The answer, as ever, depends on your point of view.
Here’s the optimist’s stance. A move to a 12-12-18 league structure will prove to be the lifeblood of the game for years to come, providing as it does a re-vamped fixture system of split formats and increased pay-offs, all serving to mitigate against a high number of meaningless matches over the closing months of the season.
There will also be a more equitable spread of the cash available among the lower division clubs, thereby reducing at a stroke the financial gulf between the haves and the have nots. And the bonus is the proposed merger of the SPL and SFL into a unitary body which will have the best interests of Scottish football as an entity at heart..

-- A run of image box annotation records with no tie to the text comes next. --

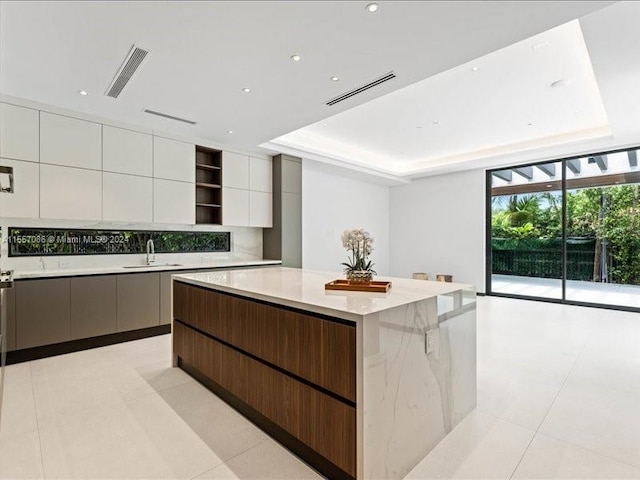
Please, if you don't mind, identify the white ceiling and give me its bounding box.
[271,20,610,175]
[0,1,637,181]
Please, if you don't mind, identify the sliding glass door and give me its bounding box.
[487,149,640,309]
[566,150,640,308]
[491,162,563,299]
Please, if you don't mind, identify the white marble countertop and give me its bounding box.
[13,259,282,280]
[173,267,474,321]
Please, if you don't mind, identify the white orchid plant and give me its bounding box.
[342,228,376,275]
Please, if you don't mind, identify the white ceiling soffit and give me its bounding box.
[0,1,612,161]
[271,20,611,175]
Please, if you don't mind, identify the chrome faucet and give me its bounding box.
[147,239,156,265]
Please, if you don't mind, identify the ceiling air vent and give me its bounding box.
[327,72,396,105]
[105,45,149,98]
[143,108,197,125]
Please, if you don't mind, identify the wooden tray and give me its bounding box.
[324,279,391,293]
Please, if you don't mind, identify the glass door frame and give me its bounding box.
[485,145,640,313]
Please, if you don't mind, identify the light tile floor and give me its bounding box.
[0,297,640,480]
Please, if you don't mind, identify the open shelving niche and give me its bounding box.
[196,145,222,225]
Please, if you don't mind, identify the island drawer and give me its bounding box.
[173,321,356,478]
[173,281,356,402]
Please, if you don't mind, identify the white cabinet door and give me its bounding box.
[222,152,249,190]
[153,179,196,225]
[0,103,39,162]
[40,112,102,170]
[153,136,196,183]
[222,187,249,227]
[249,157,273,192]
[40,164,102,220]
[102,125,153,177]
[249,191,273,227]
[0,158,40,218]
[102,172,153,222]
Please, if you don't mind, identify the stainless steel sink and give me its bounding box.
[122,263,183,268]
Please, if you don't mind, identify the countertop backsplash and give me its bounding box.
[0,218,262,272]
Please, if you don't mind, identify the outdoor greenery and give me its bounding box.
[7,227,231,257]
[491,184,640,285]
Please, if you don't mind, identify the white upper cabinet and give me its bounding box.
[249,157,273,192]
[249,191,273,228]
[153,136,196,183]
[40,164,102,220]
[0,158,40,218]
[222,152,249,190]
[0,103,39,162]
[153,179,196,225]
[102,125,153,177]
[222,187,249,227]
[102,172,153,222]
[40,112,102,170]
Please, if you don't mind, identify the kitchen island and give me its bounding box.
[173,267,476,479]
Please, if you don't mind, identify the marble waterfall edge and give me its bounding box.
[359,297,476,479]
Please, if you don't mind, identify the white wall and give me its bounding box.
[389,170,485,292]
[302,159,390,275]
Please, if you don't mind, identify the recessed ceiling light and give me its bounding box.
[531,41,549,51]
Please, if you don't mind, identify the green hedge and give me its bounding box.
[491,238,596,281]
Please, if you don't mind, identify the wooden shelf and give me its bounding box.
[195,145,222,225]
[196,163,221,170]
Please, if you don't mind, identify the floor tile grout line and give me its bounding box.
[29,362,47,479]
[540,433,640,471]
[509,332,593,480]
[191,437,269,480]
[476,407,536,434]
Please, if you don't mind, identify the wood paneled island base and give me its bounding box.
[173,267,476,480]
[173,282,357,479]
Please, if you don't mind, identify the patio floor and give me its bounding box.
[491,275,640,308]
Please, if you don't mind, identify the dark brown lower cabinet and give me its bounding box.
[15,278,71,349]
[71,275,117,340]
[173,282,357,479]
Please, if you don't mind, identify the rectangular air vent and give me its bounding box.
[105,45,149,98]
[326,72,396,106]
[143,108,197,125]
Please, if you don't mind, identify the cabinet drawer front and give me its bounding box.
[173,322,356,477]
[0,103,40,162]
[40,112,102,170]
[102,125,153,177]
[173,282,356,402]
[15,278,71,349]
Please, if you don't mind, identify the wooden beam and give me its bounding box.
[491,172,640,196]
[536,163,556,177]
[512,167,533,180]
[493,170,513,182]
[588,155,609,173]
[567,159,582,174]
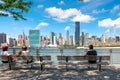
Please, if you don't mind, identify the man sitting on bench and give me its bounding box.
[85,45,97,68]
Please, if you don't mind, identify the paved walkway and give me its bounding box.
[0,65,120,80]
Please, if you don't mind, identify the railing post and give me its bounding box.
[40,56,43,71]
[66,56,68,71]
[13,48,16,54]
[60,48,63,61]
[36,48,39,60]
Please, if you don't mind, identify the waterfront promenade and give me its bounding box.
[0,64,120,80]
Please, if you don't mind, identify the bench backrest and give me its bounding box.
[57,55,110,61]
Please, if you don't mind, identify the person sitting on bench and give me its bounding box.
[13,46,32,63]
[1,44,12,63]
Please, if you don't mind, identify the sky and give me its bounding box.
[0,0,120,38]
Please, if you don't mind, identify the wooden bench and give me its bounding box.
[0,55,15,70]
[0,55,52,70]
[57,55,110,71]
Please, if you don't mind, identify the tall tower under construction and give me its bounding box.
[75,22,80,45]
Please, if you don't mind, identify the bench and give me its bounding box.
[0,55,52,70]
[0,55,15,70]
[57,55,110,71]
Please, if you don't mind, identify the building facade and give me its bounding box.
[29,29,40,47]
[75,22,80,45]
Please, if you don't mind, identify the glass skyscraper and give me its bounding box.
[29,29,40,47]
[75,22,80,45]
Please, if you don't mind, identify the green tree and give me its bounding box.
[0,0,32,20]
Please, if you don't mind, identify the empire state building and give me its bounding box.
[75,22,80,44]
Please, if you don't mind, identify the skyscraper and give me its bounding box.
[29,29,40,47]
[50,32,55,45]
[81,32,85,46]
[66,30,69,44]
[0,33,7,46]
[75,22,80,45]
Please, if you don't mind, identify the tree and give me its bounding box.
[0,0,32,20]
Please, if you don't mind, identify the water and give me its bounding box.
[0,48,120,64]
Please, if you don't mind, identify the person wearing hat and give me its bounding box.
[1,45,12,63]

If all that sounds positive, we should be wary of the pessimist, who nods sagely at the plans, and keeps his views succinct – you can move things around all you like, he says, but changing the league structure is akin to shuffling the deck chairs around the Titanic as it slowly sinks towards the abyss, with not a rescue boat in sight.
The rationale here, of course, is that there are simply too many clubs operating in the senior ranks of the game in Scotland. 42 clubs for a population of little more than 5 million? England, for instance, has roughly twice as many clubs (92) for ten times the population of its northern neighbour.
Spain and Italy also have 42 senior clubs, but then their populations are 47 million and 61 million respectively. Germany’s 81 million residents are serviced by 36 senior clubs, and France’s 65 million have 40 clubs to choose from. Do your arithmetic, and it’s clear why many opine that the proposed changes are tinkering around the edges, as opposed to addressing the bigger picture.
So, it can be suggested that the league restructure, for all it is a step in the right direction, is simply not radical enough during this, Scottish football’s hour of need. League restructure may well maintain a lightly beating pulse, but the feeling persists that much more needs to be done to leave the heart beating strongly on a longer term basis.